Now, as per question we have to add both the obtained value, so adding we will get,
${A^2}{B^2}{\sin ^2}\theta + {A^2}{B^2}{\cos ^2}\theta $
Now on further solving,
${A^2}{B^2}{\sin ^2}\theta + {A^2}{B^2}{\cos ^2}\theta = {A^2}{B^2}\left( {{{\sin }^2}\theta + {{\cos }^2}\theta } \right) \\ $
And we know that the value of ${\sin ^2}\theta + {\cos ^2}\theta = 1$
${A^2}{B^2}\left( {{{\sin }^2}\theta + {{\cos }^2}\theta } \right) = {A^2}{B^2} \\ $

Therefore, the value of \[{\left( {A \times B} \right)^2} + {\left( {A \cdot B} \right)^2}\] is ${A^2}{B^2}$.

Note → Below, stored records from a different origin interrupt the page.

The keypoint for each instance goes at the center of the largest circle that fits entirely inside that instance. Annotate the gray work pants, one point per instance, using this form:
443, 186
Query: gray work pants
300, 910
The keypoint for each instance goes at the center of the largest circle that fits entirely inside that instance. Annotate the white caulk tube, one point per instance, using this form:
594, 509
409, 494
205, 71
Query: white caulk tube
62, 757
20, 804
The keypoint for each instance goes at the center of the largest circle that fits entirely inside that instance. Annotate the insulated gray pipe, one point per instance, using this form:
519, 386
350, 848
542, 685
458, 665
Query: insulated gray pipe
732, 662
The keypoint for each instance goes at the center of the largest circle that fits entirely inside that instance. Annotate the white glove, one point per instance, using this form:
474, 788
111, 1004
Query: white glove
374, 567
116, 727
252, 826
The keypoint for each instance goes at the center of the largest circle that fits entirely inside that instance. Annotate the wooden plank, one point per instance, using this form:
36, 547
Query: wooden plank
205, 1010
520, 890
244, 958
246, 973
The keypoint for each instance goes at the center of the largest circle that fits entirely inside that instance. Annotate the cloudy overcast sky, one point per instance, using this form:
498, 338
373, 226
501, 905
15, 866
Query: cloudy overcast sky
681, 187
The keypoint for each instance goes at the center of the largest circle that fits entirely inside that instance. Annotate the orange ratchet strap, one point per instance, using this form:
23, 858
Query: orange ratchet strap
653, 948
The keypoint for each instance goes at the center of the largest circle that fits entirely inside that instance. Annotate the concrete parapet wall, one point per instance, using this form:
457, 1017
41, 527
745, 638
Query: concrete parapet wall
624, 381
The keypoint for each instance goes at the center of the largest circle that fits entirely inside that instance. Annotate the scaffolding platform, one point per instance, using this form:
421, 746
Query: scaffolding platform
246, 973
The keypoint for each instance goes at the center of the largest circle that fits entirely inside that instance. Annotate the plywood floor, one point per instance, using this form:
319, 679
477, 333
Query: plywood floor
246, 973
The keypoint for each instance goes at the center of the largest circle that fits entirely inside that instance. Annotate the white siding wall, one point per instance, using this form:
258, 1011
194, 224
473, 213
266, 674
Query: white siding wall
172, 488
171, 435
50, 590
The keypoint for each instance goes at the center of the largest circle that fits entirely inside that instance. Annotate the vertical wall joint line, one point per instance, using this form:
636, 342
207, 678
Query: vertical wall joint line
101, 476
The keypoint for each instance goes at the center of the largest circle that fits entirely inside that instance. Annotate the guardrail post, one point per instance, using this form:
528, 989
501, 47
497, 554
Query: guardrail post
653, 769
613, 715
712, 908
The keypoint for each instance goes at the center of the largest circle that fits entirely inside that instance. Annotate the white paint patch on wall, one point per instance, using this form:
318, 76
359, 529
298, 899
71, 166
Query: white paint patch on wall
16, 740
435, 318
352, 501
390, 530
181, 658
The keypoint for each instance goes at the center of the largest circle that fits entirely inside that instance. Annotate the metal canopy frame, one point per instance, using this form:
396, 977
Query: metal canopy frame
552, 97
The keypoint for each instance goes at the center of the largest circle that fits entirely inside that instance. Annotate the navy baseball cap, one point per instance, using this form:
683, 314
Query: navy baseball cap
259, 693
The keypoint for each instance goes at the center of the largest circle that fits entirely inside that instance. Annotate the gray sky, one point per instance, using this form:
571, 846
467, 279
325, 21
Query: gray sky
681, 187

Note: Remember that the value of ${\sin ^2}\theta + {\cos ^2}\theta = 1$ .
When two vectors are scalarized, you get a number or a scalar. When it comes to identifying energy and work relationships, scalar products come in handy. The labour done by a Force (which is a vector) in displacing (a vector) an object is represented by the scalar product of Force and Displacement vectors, which is an example of a scalar product. The vector product, also known as the cross product of two vectors, is a new vector with a magnitude equal to the sum of the magnitudes of the two vectors plus the sine of the angle between them.According to the right-hand screw rule or right-hand thumb rule, the product vector is perpendicular to the plane containing the two vectors.